My mother was everything my father was not. She didn’t believe in the essential goodness of the world, because the way I saw it, she was already living proof it, like she was the kind of mother who asked me all the time what I wanted to do instead of telling me what she wanted me to do, a mother who was willing to borrow a paintbrush from our upstairs neighbor and spread newspaper on our living room floor so I could lie there while she covered me in pig’s blood, which we managed to track down after my mom called her best friend’s cousin’s ex-boyfriend’s former colleague’s college roommate’s sister-in-law’s childhood horseback-riding instructor’s acquaintance, who was a very nice man with a smoky voice who owned a farm called Blood Farm, which he said over the phone he was thinking of renaming because it wasn’t so great for business.

I had a mother who was willing paint me in pig’s blood the way some mothers were willing to drive their daughters to school in the morning, a mother who spent the whole day cleaning up after I went to school so that my father didn’t catch wind of my “little stunt,” as he sometimes liked to call my ideas, and threaten to crack a folding chair over my “stupid fucking brain,” as he sometimes liked to call it.

I had a mother who supported all of my wishes, including when I wished for a Halloween costume that was the physical manifestation of the idea of “slaughter,” and it was going to be so incredibly meta, like I was both embodying the idea of slaughter with my costume and my costume was also totally going to embody how much I was slaughtering the competition, except my mega win was short-lived because I reeked, and my sixth grade teacher said, “Annalise, I swear to god, if I didn’t need this job to pay my bills, I would slap you to the ground,” before sending me home.

Later, Thessaly told me the whole school thought I was deranged, and someone had joked about giving me electric-shock therapy, which actually wasn’t a good joke at all because an auntie on my father’s side really did suffer from psychosis, and when she was 15, my grandparents sent her to Beijing for treatment, and when she came back, my mother said she suffered from memory loss and started to shit her pants on a regular basis and had to be put in adult diapers for a year, which is the kind of story that sounds funny when you tell it to a friend, but when you’re alone in your room and really letting yourself think about it, you end up feeling so scared that you crawl into your mother’s bed like you did when you were first learning to sleep on your own.

And so even though my mother loved me unconditionally and permitted everything, even though she tried so hard to build a safe space for me at home, one where all of my ideas were important and worthy, where my jokes were never the butt of someone else’s, and my little attempts to experiment with who I ultimately wanted to be were always allowed and even encouraged, despite all that, my mother could never be the whole wide world.

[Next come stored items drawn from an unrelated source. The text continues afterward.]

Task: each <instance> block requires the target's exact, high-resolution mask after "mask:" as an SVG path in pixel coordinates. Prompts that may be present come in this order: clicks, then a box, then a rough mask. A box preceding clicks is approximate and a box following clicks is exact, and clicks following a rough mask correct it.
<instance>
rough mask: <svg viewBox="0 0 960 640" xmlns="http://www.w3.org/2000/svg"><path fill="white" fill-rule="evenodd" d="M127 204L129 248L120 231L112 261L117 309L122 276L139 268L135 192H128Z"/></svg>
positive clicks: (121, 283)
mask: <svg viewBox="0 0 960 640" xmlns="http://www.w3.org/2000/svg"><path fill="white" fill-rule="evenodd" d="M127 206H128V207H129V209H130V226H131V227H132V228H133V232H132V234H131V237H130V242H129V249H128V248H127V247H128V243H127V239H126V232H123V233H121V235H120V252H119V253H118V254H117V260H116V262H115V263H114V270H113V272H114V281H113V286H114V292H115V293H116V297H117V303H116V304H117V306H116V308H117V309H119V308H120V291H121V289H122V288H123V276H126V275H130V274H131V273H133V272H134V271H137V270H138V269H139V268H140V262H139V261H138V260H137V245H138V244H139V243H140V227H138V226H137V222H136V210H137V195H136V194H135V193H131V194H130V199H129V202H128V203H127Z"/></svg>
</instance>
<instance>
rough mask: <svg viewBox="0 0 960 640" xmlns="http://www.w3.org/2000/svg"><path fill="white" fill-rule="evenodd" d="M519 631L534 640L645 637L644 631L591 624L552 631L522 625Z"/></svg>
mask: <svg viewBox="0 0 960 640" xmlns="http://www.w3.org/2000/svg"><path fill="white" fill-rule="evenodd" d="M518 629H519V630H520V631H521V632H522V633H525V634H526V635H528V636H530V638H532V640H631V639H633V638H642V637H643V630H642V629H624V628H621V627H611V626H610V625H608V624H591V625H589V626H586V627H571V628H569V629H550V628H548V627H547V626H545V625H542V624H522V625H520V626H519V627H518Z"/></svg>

No matter how often she let me know that I was precious and rare, I still had to contend with the rest of the world, who couldn’t give less of a fart about who I wanted to be and who I had so far been, and who I had so far been was someone whose hands would not stay steady when she heard her father’s footsteps in the hallway outside her room, someone whose bottom lip quivered when her father stood over her in the morning, wondering if he was going to throw her school textbooks at her or kneel by her side and stroke her hair, wondering if he was going to say, “Wake the fuck up already. How fucking entitled do you have to be to sleep until eight in the morning on a school day?” or if this was going to be the day he said, “Wake up, my princess. I made us dinner for breakfast. That’s what you asked for, isn’t it?”